The rally is scheduled for 11 a.m. on Nov. 5 at the Sanchez Elementary, which is located at 73 San Marcos Street. According to a Wednesday press release, the event will feature speeches from elected officials, local leaders and community members in opposition to the expansion.
“Despite enormous opposition and environmental concerns, TxDOT refuses to back down from its threat to start expanding I-35 between Hwy. 71 and US 290 in Spring 2024,” Kelsey Huse, a Rethink35 board member involved in coordinating the event, said in the press release.
She continued: “This rally will press our elected officials at every level of government to pursue all possible means – including contacting the Federal government – to win a better solution for I-35 than expansion.”
Huse told the Austin Monitor that she hopes the group will be able to attract more than 2,000 Central Texans to the rally, which Rethink35 says will make it one of the largest in state history.
Protest isn’t the only avenue against the project that Rethink35 is pursuing. The group is also suing the Texas Department of Transportation over the project, which is due to break ground in 2024. The press release also notes statements in opposition from U.S. Rep. Greg Casar, state Rep. Gina Hinojosa, the Travis County Commissioners Court, and the Austin City Council Mobility Committee.
Despite these objections, the Capital Area Metropolitan Planning Organization’s Transportation Policy Board voted to pave the way for the project in August. Also in August, TxDOT published its final environmental impact statement, which is the final hurdle before construction can begin.
In his remarks at a town hall in September, Casar said, “Wider highways aren’t actually a traffic solution. We are going to endure multiple years of construction in which traffic will be way worse, as we know. And then, even if we get a little bit of relief for a short bit of time when the project is done, very soon we will have worse traffic than we have today. And so there’s so many people that want to see a solution on transportation and traffic, but a wider highway just isn’t it. It’s a project I can’t support. I think it’s a project where overwhelmingly Austinites want it to be different, and you don’t see TxDOT following through on that.”
Despite protests from community activists in Houston last year, TxDOT moved forward with its Interstate 45 expansion project.
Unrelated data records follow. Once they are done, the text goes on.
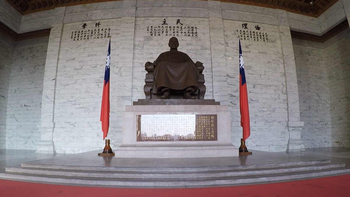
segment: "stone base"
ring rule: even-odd
[[[133,105],[220,105],[214,99],[139,99]]]
[[[52,141],[40,140],[36,145],[36,153],[49,153],[54,154],[55,151],[54,142]]]
[[[222,145],[132,147],[122,145],[115,157],[131,158],[183,158],[237,157],[238,149],[232,144]]]
[[[217,140],[136,141],[136,115],[153,114],[215,114]],[[231,143],[231,113],[219,105],[127,106],[123,113],[121,145],[115,157],[174,158],[236,157],[238,149]]]
[[[287,145],[286,152],[304,151],[305,147],[301,140],[289,140]]]

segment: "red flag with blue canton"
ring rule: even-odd
[[[239,111],[241,114],[241,127],[243,128],[243,140],[250,135],[250,123],[249,120],[249,110],[248,104],[248,93],[247,91],[247,83],[244,73],[244,64],[243,62],[242,48],[239,43]]]
[[[110,65],[111,64],[111,39],[108,45],[108,51],[106,60],[106,69],[105,69],[105,79],[103,82],[103,91],[102,93],[102,102],[101,105],[101,116],[100,121],[102,122],[102,129],[103,132],[103,140],[107,136],[109,128],[109,82]]]

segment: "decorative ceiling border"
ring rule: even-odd
[[[44,29],[18,34],[0,21],[0,32],[2,32],[15,41],[49,36],[51,30],[51,28]]]
[[[22,15],[55,7],[122,0],[6,0]],[[201,0],[206,1],[207,0]],[[339,0],[220,0],[286,10],[317,18]]]
[[[347,19],[345,19],[321,36],[292,30],[290,30],[290,35],[292,38],[299,38],[322,43],[349,27],[349,22]]]

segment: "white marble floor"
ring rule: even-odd
[[[290,153],[269,152],[250,150],[251,155],[233,157],[189,158],[120,158],[97,155],[100,151],[76,154],[35,153],[35,151],[0,149],[0,173],[5,167],[31,163],[77,166],[123,167],[196,167],[254,165],[283,163],[322,159],[344,163],[350,169],[350,148],[328,147],[307,149],[306,151]]]

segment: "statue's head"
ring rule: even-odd
[[[172,37],[169,40],[169,43],[168,45],[170,48],[177,48],[178,47],[178,40],[175,37]]]

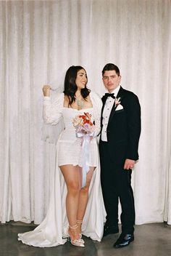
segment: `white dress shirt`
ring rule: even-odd
[[[114,93],[114,95],[117,97],[117,95],[120,89],[120,85],[119,85],[113,92],[111,93]],[[110,112],[114,103],[115,99],[113,99],[112,97],[108,97],[107,101],[105,103],[104,111],[102,113],[102,124],[103,128],[101,131],[101,140],[103,141],[107,142],[107,128],[110,116]]]

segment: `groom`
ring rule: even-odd
[[[101,180],[107,222],[104,236],[119,232],[118,202],[122,207],[122,233],[114,247],[128,246],[134,240],[135,208],[131,172],[138,159],[141,107],[138,97],[120,84],[117,65],[107,64],[102,79],[109,93],[102,97],[101,134],[99,142]]]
The project was briefly delayed as the Federal Highway Administration investigated complaints made under Title VI of the Civil Rights Act of 1964. Community advocates objected to the displacement associated with the expansion, which included more than 1,000 homes and businesses in primarily low-income communities of color.
According to a Central Health report, about 75 percent of Travis County families living along the I-35 corridor identify as living at or below the federal poverty level.